Her husband, Henk Bouma, has said that he believed natural justice had been done.
"What goes around comes around. I have always been a believer in that. I am just so relieved that we don't have to go through the parole process.
"We don't have to face him again.
"My children still don't have a mother."
Poumako died, aged 27, on Thursday. He was serving a mandatory life sentence, with a minimum non-parole period of 13 years.
He had been to the gym on Thursday morning. He then suffered a heart attack as he played chess with a fellow convicted killer in the afternoon.
Beverly Bouma died, aged 45, in her Reporoa home during an armed robbery in November 1998. Poumako and three other young men broke in, wearing masks and gloves.
She died after being shot in the side of the neck by Poumako, who used her husband's rifle. She died naked. Poumako told one of his accomplices that he had asked her to perform a sexual act but she refused.
Now Poumako's life has also ended. It was a life which was shorter, less brutal in its end, and one which will be much less lamented.
Still, murderers have families too. Poumako has a partner, Robyn, and three children.
His lawyer, Harry Edward, believes that they have stayed loyal.
Kind words come from unexpected quarters. At the time of his arrest, Poumako, known locally and affectionately as "old Blue Boy," was described as a "likeable rogue"' by Senior Constable Eric Grace, who had been nabbing him for petty crime since Poumako was 14.
From the Murupara police station, Sergeant John Wilson says that when he arrested Poumako in 1998, for being unlawfully in a forest, he was "as good as gold."
He was "a fairly inconsequential local, just stealing cars and doing the odd burglary. There was nothing to indicate what was going to come later.
"There was nothing threatening about 'Blue Boy' at all. Nothing to write home about."
In truth, there was not much to write about - not for anybody looking for answers.
At 12, Poumako crept into a local teacher's house and cut her hand with a knife. At 25, he was jailed for life for murder. In the years between he was arrested for growing cannabis, for stealing cars, for burglary.
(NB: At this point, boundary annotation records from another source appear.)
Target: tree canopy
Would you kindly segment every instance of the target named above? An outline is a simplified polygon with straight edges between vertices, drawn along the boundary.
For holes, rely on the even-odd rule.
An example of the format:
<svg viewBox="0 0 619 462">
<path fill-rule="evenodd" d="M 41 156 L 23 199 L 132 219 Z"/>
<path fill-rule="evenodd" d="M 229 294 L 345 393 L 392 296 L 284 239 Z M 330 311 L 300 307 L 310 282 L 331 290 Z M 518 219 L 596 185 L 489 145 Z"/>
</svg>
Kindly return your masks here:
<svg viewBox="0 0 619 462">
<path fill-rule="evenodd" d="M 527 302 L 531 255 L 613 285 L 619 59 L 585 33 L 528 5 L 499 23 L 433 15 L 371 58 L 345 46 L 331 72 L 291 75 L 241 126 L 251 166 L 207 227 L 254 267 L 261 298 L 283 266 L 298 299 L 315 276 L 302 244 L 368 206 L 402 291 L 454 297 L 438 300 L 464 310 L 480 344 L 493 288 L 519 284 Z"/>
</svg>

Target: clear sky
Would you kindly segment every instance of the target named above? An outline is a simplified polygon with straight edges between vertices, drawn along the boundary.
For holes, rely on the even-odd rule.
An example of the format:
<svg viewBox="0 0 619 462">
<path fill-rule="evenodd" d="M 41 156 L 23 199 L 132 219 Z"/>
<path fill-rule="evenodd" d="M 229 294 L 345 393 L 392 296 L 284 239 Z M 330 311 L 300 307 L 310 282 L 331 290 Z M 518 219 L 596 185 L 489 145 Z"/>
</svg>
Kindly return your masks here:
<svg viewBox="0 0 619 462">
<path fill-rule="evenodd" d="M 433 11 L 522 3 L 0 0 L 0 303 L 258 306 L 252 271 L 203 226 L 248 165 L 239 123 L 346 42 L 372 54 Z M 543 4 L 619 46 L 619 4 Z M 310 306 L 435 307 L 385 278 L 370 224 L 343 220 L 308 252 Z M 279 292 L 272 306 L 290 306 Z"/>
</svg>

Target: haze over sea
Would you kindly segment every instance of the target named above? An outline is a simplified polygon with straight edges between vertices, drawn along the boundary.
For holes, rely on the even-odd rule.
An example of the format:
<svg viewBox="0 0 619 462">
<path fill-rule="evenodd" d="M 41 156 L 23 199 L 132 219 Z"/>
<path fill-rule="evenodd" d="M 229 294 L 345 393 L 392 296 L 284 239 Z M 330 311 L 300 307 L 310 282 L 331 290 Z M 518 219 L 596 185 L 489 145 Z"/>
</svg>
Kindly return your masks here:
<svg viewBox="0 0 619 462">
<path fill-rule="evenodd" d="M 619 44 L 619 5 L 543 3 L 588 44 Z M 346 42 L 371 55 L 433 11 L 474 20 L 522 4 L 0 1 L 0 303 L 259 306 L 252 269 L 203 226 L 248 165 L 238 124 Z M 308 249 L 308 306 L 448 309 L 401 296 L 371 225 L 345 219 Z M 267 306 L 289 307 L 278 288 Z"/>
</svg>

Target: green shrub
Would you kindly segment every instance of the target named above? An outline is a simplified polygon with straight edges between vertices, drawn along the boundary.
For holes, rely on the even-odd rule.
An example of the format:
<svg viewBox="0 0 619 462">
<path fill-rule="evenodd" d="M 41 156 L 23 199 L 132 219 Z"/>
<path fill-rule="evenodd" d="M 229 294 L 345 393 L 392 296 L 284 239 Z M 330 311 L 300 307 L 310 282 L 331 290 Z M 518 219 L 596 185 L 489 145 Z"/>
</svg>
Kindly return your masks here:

He came from a "good, strong family unit," police said, the fourth of seven children.
His mother, Raewyn, did not attend court. She did not listen to the news. "He was just a typical blimmin' teenager," she said. "I'm just trying to keep out of it."
Mr Edward said: "He did not present as a violent and vicious individual. He was a surprisingly warm-hearted person who was family-oriented, who had a sense of humour. He did express significant remorse and sorrow and he could not believe what he had done."
What he and his accomplices did do was hammer the term "home invasion" into the public consciousness.
"The only way the incident could be explained is excessive alcohol, consumption of drugs. Maybe the pack mentality. It's just beyond any real analysis. It was just a crazy, unfortunate and sad incident," Mr Edward said.
There is not any why - there hardly ever is.
Which is why "crazy, unfortunate and sad" might just have to do as an epitaph for a "likeable rogue" turned brutal murderer.